For years, I have searched the literature and the food practices around the world for information that would help explain disparate (but rising almost everywhere) obesity rates. Repeatedly, the information pointed at fermented and cultured foods in traditional diets as being extremely important in maintaining a healthy weight, but when I attempted to apply that information to my own diet, the results were inconsistent and disappointing.
During the last two years, I did obtain good results using some kombu seaweed and an obscure brand of brewer's yeast that I only bought once--both items are remarkable for their high glutamic acid content. I was not able to obtain and use the exact same items again, though. Kombu that I have bought more recently doesn't even taste the same, and a more famous brand name of brewer's yeast doesn't give the same rapid weight-loss result as I experienced from the first brand.
I was surprised to read in our enormous old dictionary last week--it's a third edition Merriam-Webster dictionary that outweighs some toddlers--that glutamic acid has three optically isomeric forms. According to every online resource I have read, amino acids have up to 2 optical isomers. That failure to acknowledge a third optical isomer in modern resources appears to be intentionally deceptive and goes far to explain why it has been so difficult to solve the global weight crisis. Glutamic acid is formed during fermentation, and with chlorination, irradiation, and preprepared bacteria/yeast packets pervading modern food manufacturing, it is likely that we have allowed the means of producing a crucial isomer of glutamic acid to be nearly completely excluded from our food supply.
Why is glutamic acid so crucial to weight loss? It can be changed by transaminase enyzmes to alpha-ketoglutaric acid and alanine (which, according to my dictionary, also has three optical isomers). Whether this transformation takes place can be affected by which of the three optical isomers of glutamic acid interacts with the transaminase enzymes.
Alpha-ketoglutarate has been shown to increase beige fat (the good kind of fat cells, which unfortunately we tend to make less of as we age) and alleviate obesity caused by a high fat diet in mice (see https://www.ncbi.nlm.nih.gov/pmc/articles/PMC6974731/). Giving obese rats alpha-ketoglutarate reduces "the weights of white adipose tissues, thereby improving metabolic profiles and whole-body insulin sensitivity (indicated by oral glucose tolerance test) in diet-induced obese rats" (see https://www.ncbi.nlm.nih.gov/pmc/articles/PMC6775570/).
There are many studies in rats and mice that don't carry over to humans, so why should I think alpha-ketoglutarate is important to human weight loss?

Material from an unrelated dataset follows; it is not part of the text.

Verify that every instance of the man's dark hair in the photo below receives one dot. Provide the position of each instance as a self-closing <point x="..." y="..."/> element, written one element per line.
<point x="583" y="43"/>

The intriguing characteristics of intestinal absorption of alpha-ketoglutarate--significantly better absorbed in the proximal sections of the small intestine, with higher absorption where there is low pH, Fe(2+) and/or SO ions (see https://pubmed.ncbi.nlm.nih.gov/16401194/)--immediately call to mind the physical effects of roux-en-y gastric bypass surgery. Roux-en-y bypass causes food to entirely skip going through the first part of the small intestine, and it increases the pH of the small intestine ("Median pH was high in patients with RYGB during the first hour of the oro-cecal segment (6.45 ± 0.4 vs 3.65 ± 1.55 pH units for healthy controls; P < 0.001), as well as during the entire oro-cecal segment (6.97 ± 0.4 vs 5.51 ± 1.1 pH units; P < 0.001)." https://link.springer.com/article/10.1007/s11695-021-05308-x) It appears plausible that roux-en-y bypass surgery is more effective than other kinds of gastric bypass and a wide variety of calorie restriction efforts precisely because it prevents absorption of alpha-ketoglutarate in the duodenum and upper small intestine.